Islamabad : Independence Day was always celebrated in Pakistan since 1947 but it entered our national culture in a big way in 1981.
It is always good to remember and celebrate our national days in befitting way but in our enthusiasm, we should not forget the dignity and respect which our national symbols like National Anthem and National Flag deserve.
It is a worldwide standard that sun should never set on the national flag of a country. That is why it is always hoisted in the morning, preferably with national anthem and wrapped down before sunset in the evening. It is an SOP be it the residences of holders of constitutional posts, offices of government buildings, ministers etc. Observed everywhere in the globe.
The only exception was the government of nominated Premier Muhammad Khan Junejo who in his enthusiasms to prove his democratic credentials, and stress civilian and parliamentary supremacy, announced that the National Flag at Parliament House will remain hoisted 24/7. The flag will not be lowered on seat of democracy (It is another matter that his own government was rolled back on May 29, 1988). Mr Junejo mounted so many floodlights over the flag that it was visible even at midnight from a distance as if the sun has not set on the symbol of democracy.

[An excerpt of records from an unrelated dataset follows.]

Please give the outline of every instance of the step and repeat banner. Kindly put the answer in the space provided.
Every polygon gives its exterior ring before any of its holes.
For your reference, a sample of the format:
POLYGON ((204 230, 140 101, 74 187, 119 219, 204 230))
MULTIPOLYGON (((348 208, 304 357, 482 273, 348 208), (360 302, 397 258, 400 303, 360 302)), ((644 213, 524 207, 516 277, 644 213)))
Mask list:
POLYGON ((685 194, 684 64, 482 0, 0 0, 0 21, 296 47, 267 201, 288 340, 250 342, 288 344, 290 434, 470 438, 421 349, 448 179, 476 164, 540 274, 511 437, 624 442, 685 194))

But the treatment we give to our Star and Crescent is not befitting. After the passage of Independence Day, even in the week preceding it, one can see paper buntings bearing National Flag roaming around in the streets and roads and being trampled under feet. ‘Baat tau such hay magar baat hay ruswai ki’. Additionally, the flag remains under darkness all the nights, contrary to standard norms, till its colour fades and it turns into rags and threads. I think colourful buntings, posters, banners should replace the National Flags on the occasion. The Monsoon season is at its peak in August and adds salt to injury. It is only the invention of Panaflax that has given longer life to buntings, fags, banners and posters but still end is the same. Another bad thing added to these celebrations is the way our youth celebrate it by taking out silencers from their motorbikes and cars and driving zigzag on the roads in clusters and three or four on a single bike.